His lips turned up. “You were sleeping with her husband, but I guess all’s fair.”
“You don’t know what the hell you’re talking about.” Cheryl Beth braced her shoulders as a sudden rage overcame her. No—she made herself cool down. She had the entire hallway behind her now, the entire hospital. He was more than an arm’s length away. She tried to take stock. He had obviously seen her looking into his car. He might even have surmised that she saw the letter—but maybe not. He didn’t realize she had it. “I’m sorry,” she said. “We should talk. If you’d write down your number and a good time to call you, we can sort this out.”
“Hmmpf.” He shook his head. “You can find me. I’m in the directory.”
“I hear you used to work in the OR with Christine. What was that like?”
He studied her again. She imagined he was measuring the distance between them, but she refused to move. She folded her arms and stared back.
“You don’t know me. You didn’t know her. Let’s say we saw the world differently and leave it at that. When she was assigned to go to the SoftChartZ project, I wasn’t surprised.”
Now it was Cheryl Beth’s turn to just watch him. She felt strangely brave.
“Whatever you think you know is wrong.” His small eyes became smaller, darker.
“What do I know?” Cheryl Beth made herself laugh. “I’m just a small-town girl from Kentucky. Just the pain nurse.”
“She was a good doctor. She didn’t want to be in that basement office, you know. They moved her down there.”
“Why?”
He shrugged. “By that time she’d broken it off with me. So I never found out.” It was said in the same flat, easy voice.
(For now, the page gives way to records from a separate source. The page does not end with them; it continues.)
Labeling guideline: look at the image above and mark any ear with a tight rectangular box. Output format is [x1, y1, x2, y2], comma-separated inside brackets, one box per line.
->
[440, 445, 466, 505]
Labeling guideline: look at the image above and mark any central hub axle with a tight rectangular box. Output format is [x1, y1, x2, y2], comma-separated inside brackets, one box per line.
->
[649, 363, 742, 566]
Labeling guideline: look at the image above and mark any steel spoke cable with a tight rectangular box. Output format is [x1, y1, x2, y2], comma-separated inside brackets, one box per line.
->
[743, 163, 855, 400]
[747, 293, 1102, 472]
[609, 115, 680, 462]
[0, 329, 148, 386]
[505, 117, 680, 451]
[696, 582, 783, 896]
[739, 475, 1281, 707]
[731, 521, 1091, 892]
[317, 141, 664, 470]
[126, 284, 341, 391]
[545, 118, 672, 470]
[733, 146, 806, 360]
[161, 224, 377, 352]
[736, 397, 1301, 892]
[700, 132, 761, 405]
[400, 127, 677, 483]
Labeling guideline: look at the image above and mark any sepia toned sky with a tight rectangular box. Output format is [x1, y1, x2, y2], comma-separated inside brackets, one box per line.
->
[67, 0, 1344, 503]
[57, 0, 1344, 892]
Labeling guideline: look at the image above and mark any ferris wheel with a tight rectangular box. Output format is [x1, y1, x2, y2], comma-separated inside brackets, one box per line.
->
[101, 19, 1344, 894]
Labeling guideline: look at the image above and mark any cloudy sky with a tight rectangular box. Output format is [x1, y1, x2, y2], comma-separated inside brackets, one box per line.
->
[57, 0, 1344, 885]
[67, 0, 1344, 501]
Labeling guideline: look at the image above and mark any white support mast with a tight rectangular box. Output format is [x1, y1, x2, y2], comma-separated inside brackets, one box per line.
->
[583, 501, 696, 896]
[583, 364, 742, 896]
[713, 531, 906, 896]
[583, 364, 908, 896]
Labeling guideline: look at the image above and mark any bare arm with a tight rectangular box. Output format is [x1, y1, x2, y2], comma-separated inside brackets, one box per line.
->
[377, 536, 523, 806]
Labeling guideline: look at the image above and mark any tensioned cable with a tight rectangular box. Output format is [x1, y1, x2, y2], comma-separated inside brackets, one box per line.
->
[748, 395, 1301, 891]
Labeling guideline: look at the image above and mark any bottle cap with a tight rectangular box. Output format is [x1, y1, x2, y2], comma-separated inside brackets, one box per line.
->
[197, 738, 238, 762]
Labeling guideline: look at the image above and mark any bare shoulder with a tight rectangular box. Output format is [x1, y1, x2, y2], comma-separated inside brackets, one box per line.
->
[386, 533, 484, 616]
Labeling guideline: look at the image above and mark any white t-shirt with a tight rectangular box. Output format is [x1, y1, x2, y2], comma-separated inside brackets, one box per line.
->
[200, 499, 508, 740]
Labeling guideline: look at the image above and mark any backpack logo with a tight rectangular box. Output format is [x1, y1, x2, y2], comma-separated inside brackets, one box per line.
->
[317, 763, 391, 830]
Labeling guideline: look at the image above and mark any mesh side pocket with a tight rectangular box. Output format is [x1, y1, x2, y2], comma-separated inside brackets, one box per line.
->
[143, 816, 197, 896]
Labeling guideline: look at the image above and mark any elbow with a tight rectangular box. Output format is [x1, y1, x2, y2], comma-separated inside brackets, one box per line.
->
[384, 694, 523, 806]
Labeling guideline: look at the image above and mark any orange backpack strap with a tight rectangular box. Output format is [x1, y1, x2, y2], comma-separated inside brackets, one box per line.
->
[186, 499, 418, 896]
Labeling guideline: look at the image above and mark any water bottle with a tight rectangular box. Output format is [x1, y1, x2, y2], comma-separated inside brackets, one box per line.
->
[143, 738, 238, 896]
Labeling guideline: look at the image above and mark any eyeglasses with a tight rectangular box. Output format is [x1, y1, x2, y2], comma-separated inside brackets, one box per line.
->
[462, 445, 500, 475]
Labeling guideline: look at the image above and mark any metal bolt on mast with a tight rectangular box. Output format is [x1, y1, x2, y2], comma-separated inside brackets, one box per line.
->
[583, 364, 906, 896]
He took a step toward her and Cheryl Beth retreated two steps. “You’re afraid, aren’t you?”
“What doctor are you talking about?” Cheryl Beth tried to draw him out, her gambit to see his handwriting having failed. Say “Chris,” she thought, just like the salutation on the note.
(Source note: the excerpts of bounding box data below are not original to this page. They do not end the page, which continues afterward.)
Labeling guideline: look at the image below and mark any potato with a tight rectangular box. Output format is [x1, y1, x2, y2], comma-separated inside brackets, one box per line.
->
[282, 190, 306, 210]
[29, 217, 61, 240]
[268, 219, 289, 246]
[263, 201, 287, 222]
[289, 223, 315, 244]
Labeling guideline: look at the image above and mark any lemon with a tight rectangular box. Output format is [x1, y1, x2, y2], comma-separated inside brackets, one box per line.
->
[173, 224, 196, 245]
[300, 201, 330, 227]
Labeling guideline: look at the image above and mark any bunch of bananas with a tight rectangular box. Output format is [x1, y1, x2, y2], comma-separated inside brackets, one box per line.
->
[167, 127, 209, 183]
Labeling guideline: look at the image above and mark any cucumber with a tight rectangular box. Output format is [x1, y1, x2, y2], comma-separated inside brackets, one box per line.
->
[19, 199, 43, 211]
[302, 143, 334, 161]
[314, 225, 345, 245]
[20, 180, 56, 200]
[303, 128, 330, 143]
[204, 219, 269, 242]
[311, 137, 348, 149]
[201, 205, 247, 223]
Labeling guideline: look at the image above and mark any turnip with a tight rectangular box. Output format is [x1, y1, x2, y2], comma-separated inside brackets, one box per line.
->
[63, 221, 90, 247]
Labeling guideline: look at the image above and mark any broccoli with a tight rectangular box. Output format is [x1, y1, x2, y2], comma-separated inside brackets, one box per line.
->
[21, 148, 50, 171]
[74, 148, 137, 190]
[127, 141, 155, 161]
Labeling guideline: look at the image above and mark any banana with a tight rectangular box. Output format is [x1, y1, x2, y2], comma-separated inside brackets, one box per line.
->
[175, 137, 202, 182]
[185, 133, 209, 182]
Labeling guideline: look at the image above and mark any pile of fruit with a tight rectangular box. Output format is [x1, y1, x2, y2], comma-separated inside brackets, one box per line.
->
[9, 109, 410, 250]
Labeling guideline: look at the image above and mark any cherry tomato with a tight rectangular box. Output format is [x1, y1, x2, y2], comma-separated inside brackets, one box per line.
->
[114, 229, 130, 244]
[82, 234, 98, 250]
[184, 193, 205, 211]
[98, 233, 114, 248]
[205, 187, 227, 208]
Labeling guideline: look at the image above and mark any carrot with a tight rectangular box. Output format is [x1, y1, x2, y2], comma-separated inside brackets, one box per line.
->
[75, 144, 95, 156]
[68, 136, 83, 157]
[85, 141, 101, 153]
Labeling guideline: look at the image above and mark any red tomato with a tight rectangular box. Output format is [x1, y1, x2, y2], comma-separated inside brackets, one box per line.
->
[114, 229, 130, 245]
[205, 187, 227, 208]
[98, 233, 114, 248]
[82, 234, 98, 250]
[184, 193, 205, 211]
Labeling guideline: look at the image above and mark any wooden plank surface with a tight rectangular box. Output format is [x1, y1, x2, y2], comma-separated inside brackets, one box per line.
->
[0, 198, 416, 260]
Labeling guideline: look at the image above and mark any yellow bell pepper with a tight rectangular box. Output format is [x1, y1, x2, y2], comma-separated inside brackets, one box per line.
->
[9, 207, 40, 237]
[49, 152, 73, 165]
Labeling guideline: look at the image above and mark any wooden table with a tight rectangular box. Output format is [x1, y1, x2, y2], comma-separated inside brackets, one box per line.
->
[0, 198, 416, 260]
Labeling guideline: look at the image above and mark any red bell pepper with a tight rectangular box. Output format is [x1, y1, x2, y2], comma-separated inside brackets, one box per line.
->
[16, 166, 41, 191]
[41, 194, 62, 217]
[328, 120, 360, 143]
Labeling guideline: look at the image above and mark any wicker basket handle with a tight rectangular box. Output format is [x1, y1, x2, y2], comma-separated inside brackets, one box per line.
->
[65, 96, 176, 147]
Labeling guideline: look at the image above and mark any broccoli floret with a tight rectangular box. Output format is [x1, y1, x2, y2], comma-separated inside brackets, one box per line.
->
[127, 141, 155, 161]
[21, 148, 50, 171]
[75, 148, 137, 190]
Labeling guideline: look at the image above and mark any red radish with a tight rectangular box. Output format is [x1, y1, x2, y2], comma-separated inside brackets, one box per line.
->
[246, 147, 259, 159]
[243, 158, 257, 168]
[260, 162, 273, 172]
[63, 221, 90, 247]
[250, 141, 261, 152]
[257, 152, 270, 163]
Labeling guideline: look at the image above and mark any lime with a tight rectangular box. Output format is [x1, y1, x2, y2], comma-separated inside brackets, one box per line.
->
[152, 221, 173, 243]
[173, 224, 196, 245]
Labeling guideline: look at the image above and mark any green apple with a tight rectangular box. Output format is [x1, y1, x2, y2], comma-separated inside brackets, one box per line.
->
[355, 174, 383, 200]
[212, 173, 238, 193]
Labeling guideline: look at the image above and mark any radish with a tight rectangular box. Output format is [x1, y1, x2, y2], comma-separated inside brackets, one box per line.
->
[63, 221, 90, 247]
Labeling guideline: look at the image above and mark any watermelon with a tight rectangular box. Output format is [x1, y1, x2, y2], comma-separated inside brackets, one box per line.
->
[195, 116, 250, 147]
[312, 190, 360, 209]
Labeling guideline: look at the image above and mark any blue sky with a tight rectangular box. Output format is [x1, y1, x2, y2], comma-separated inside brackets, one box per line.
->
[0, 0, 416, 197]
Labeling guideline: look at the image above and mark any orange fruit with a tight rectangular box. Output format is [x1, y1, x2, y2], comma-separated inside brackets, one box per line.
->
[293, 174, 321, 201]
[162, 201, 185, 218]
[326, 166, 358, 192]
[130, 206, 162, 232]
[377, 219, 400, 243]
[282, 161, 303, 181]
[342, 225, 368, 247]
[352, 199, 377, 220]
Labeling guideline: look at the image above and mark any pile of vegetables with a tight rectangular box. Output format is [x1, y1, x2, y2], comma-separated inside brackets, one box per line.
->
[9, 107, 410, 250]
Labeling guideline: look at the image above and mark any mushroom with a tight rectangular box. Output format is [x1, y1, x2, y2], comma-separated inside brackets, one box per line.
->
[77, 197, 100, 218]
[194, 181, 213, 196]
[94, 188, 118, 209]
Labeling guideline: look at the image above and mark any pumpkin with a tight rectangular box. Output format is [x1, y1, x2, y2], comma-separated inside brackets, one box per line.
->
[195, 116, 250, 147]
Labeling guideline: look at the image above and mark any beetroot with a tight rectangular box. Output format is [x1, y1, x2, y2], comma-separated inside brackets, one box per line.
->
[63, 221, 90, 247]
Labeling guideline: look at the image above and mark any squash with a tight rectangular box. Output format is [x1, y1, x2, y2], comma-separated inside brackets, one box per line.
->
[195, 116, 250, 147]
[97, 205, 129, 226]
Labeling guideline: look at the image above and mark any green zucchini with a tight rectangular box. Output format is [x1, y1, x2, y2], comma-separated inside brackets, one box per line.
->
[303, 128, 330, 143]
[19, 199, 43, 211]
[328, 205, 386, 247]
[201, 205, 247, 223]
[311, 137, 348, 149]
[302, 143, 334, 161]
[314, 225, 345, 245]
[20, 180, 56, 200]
Mason gave a tight smile. “Just a small-town girl who likes to play games. By the way, I thought you had been instructed to not discuss Dr. Lustig’s
murder with anyone: colleagues, patients, and absolutely not the press.”
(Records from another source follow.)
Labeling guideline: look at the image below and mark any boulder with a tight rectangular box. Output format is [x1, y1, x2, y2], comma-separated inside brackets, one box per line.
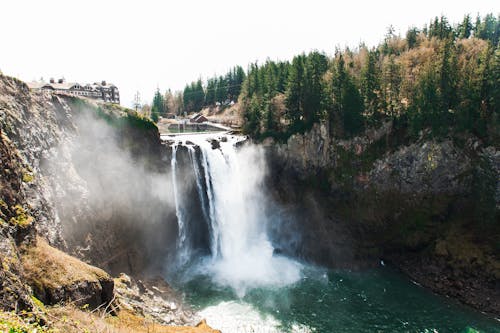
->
[21, 238, 114, 309]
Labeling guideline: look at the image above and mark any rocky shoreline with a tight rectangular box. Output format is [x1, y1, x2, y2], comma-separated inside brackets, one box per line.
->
[264, 123, 500, 317]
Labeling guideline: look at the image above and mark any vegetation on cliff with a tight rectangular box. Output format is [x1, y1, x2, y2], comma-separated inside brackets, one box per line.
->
[240, 14, 500, 143]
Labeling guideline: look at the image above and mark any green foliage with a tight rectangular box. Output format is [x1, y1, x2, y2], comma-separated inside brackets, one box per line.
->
[9, 205, 34, 228]
[165, 14, 500, 144]
[182, 79, 205, 113]
[151, 89, 167, 123]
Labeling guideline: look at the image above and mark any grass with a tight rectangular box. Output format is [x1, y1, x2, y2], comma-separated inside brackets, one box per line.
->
[16, 238, 219, 333]
[0, 305, 220, 333]
[21, 238, 111, 289]
[9, 205, 34, 228]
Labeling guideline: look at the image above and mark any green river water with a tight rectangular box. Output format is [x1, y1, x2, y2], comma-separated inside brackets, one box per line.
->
[182, 267, 500, 333]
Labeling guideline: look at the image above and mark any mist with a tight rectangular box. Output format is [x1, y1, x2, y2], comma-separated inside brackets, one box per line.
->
[42, 110, 177, 274]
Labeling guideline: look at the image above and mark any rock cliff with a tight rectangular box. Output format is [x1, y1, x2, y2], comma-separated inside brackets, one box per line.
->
[0, 74, 203, 331]
[264, 122, 500, 315]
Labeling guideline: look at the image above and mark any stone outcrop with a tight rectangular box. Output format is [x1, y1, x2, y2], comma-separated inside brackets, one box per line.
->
[0, 75, 186, 322]
[264, 122, 500, 314]
[21, 238, 114, 309]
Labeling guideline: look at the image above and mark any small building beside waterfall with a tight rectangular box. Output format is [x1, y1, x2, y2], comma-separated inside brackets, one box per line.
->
[28, 79, 120, 104]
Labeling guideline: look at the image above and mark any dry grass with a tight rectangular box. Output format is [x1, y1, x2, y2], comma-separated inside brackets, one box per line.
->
[0, 305, 220, 333]
[21, 238, 111, 288]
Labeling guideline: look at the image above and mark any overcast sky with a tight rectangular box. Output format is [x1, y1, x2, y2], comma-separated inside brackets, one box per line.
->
[0, 0, 500, 106]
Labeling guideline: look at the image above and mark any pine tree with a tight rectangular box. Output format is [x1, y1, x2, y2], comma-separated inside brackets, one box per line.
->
[361, 51, 380, 120]
[285, 55, 305, 133]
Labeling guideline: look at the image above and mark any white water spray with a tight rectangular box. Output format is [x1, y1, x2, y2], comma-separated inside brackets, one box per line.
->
[168, 135, 301, 297]
[170, 145, 188, 264]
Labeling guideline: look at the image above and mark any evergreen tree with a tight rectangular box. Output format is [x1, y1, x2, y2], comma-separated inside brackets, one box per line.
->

With that, he turned and walked away, striding through the double doors and out into the hospital.
Chapter Twenty-one
For days, Will had eyed the closet in the big rehab workout room with lust: it held walkers, crutches, four-footed canes and regular canes. He would walk again. He would make himself walk again, whatever noodles he now possessed in place of legs. This spinal cord, it was such a creation. His legs still had the same strong muscles that had existed before the tumor, before the surgery. But the signals couldn’t get through to them. Slowly, some were starting to come back. He did his usual walk up and down the wooden walkway, holding the parallel bars, as Amy guided him from the front and another physical therapist followed them with his wheelchair, in case he needed to suddenly sit. He wouldn’t consider such a defeat. His legs moved more easily, even if they still seemed almost detached from his torso. Amy held the multicolored gait belt she had cinched around his waist—he didn’t know how she could even slow his two hundred pounds if it started down, much less stop it, but the rules were the rules. Back and forth he walked, standing erect. It reminded him that he was a tall person.
Finally, after letting him rest, Amy unfolded a walker. It was scuffed and old, but it would do. They locked the wheels of his chair and he kicked back the footrests. She had him by the gait belt as he hoisted himself up and nearly fell. But then he was up, standing, holding the arms of the walker. “Easy…take your time…you’re doing great…” He heard the words and moved slowly, his mind focused solely on not falling. For those moments, he couldn’t stew about Judd Mason and the letter to Christine Lustig. Could he have been wrong all these years about Bud Chambers and the Slasher case? He couldn’t worry about Cheryl Beth, who might be in danger. He could only try to…walk. His body was now an awkward, dangerous contraption liable to go down at any second. Don’t fall…don’t fall…every brain impulse was focused on one command. But his feet moved. His legs pushed forward. He was using the walker. Five feet. Ten feet. Turn. He was grateful to ease himself back down into the seat of the wheelchair. Amy patted him on the shoulder.